Jan 07, 2001 (9:17 pm)
Wow, look at that! Yes, I used the spell checker and didn't realize that it changes things on its own!
Thanks for the heads-up, Chris!
#649 of 6921 Premium radio - worth it???
Jan 08, 2001 (10:51 am)
If you want to upgrade the sound system in your Audi -- DO NOT BUY THE PREMIUM BOSE upgrade. Do not even think about it.
There are several after - market upgrades that are better than virtually anyone's "factory" system -- having said that the Audi Bose system is pretty good -- and there is a fair amount of punch added due to the subwoofer in the BOSE upgrade.
The advice above is best, take a CD that you know VERY WELL and listen to it (from the same posistion -- say, the driver's seat) in a Bose and Standard system equipped cars -- back to back (and with the windows rolled up).
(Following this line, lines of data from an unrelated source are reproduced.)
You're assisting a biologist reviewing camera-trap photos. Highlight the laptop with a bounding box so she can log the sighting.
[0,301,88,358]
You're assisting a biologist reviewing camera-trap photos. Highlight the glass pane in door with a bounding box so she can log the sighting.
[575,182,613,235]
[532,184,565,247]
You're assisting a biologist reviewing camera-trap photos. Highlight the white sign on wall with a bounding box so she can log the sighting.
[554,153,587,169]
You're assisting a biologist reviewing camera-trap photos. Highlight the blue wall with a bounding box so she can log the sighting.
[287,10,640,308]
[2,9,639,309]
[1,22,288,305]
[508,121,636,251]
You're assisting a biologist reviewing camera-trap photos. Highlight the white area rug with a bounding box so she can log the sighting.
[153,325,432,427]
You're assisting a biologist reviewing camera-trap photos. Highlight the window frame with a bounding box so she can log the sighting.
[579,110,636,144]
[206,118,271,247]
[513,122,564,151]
Remember that the louder system will appear to be "better" -- set the tone controls for your "best" sound and then crank the volume to the same levels on both cars -- you may find the Bose just isn't worth it -- especially if you mostly listen to the radio and moreso if you mostly listen to AM radio. Much FM radio is so compressed that even it doesn't have much in the way of very low or very high frequecies.
Also there is a phrase, that does have its roots in truth -- "no highs, no lows. . .must be Bose."
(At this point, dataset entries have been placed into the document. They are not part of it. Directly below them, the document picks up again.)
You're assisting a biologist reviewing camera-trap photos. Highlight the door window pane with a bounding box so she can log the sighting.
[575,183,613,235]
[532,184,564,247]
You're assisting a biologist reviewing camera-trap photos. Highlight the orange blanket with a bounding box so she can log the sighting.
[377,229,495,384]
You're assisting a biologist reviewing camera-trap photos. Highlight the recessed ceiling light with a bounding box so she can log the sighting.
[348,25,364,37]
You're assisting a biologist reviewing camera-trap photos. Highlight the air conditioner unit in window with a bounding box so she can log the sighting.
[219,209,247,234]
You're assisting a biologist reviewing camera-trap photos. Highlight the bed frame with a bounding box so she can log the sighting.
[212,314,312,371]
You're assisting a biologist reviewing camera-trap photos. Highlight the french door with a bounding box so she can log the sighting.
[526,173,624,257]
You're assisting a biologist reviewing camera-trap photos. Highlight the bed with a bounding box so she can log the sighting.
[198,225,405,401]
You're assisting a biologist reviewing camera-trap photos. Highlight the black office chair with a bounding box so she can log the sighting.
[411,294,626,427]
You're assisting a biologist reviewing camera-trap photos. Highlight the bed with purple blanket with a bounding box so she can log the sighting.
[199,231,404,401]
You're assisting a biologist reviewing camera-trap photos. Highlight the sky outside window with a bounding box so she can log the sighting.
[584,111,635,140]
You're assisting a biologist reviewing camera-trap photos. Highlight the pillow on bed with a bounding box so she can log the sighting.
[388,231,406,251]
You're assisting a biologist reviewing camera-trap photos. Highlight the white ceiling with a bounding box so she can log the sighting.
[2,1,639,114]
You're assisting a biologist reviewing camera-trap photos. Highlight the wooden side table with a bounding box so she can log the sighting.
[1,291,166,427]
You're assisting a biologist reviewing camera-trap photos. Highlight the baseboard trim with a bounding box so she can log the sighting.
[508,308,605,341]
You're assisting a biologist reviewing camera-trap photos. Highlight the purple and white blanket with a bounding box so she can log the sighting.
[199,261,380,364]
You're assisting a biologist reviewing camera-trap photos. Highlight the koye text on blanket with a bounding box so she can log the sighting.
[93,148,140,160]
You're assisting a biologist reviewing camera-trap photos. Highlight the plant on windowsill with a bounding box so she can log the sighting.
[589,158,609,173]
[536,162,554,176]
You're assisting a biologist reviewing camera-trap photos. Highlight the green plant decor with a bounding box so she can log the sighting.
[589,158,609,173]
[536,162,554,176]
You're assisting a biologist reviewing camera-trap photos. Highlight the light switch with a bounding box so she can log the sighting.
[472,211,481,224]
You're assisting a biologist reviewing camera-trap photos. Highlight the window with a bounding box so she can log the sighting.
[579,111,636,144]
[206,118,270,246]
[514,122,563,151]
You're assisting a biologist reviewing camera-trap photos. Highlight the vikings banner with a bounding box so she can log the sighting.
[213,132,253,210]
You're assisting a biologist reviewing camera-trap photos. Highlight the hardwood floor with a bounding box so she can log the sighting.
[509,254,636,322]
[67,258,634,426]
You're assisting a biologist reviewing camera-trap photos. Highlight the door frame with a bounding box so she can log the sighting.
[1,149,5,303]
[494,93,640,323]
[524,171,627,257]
This phrase came from the original Bose "direct reflecting" loudspeaker which used, as I recall, 8 identical drivers facing the same direction and one "on the other side" -- the speakers in this array were all so-called midrange speakers that produced highs and lows via an electronic manipulation called "equalization." Many Bose systems, today DO have tweeters and woofers -- not just mid-range, but this is just a bit of the very deep Bose root. Mostly a story -- not too true today.
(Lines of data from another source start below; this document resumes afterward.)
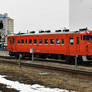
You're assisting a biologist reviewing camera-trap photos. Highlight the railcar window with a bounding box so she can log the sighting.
[34,39,37,44]
[21,39,24,44]
[9,39,11,43]
[44,39,48,44]
[25,39,27,44]
[29,39,32,44]
[56,39,60,45]
[39,39,42,44]
[77,37,79,44]
[61,39,64,45]
[81,35,82,40]
[70,38,74,45]
[13,39,15,44]
[50,39,54,44]
[83,35,92,40]
[17,40,20,44]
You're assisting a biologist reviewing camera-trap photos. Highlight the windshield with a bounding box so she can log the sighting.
[83,35,92,40]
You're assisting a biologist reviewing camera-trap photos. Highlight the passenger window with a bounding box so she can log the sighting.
[29,39,32,44]
[81,35,82,40]
[44,39,48,44]
[77,37,79,44]
[50,39,54,44]
[21,39,24,44]
[17,40,20,44]
[34,39,37,44]
[25,39,27,44]
[61,39,64,45]
[70,37,74,45]
[13,38,15,44]
[56,39,60,45]
[39,39,42,44]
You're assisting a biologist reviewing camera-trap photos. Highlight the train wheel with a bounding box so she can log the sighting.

Take a test listen is still the best advice.
#650 of 6921 CD Changerr for A6 2000
Jan 08, 2001 (2:36 pm)
I am interested in adding CD Changer to my sound system for A6 2000 model. Are there any suggestions that are less expensive than the dealer installed model.
#651 of 6921 Re- Post #649
Jan 08, 2001 (3:30 pm)
Quite a few folks have bought their Audi CD changer from Clair via mailorder for a few hundred. Like, 40% to 50% of new list. URL included.
#652 of 6921 CD Changer
Jan 08, 2001 (4:00 pm)
Yup. The OEM changer is $300 from Clair. You can easily install it yourself in about 15 minutes, and you'll have full compatibility with your factory head unit. If you want a changer, this is the only way to go.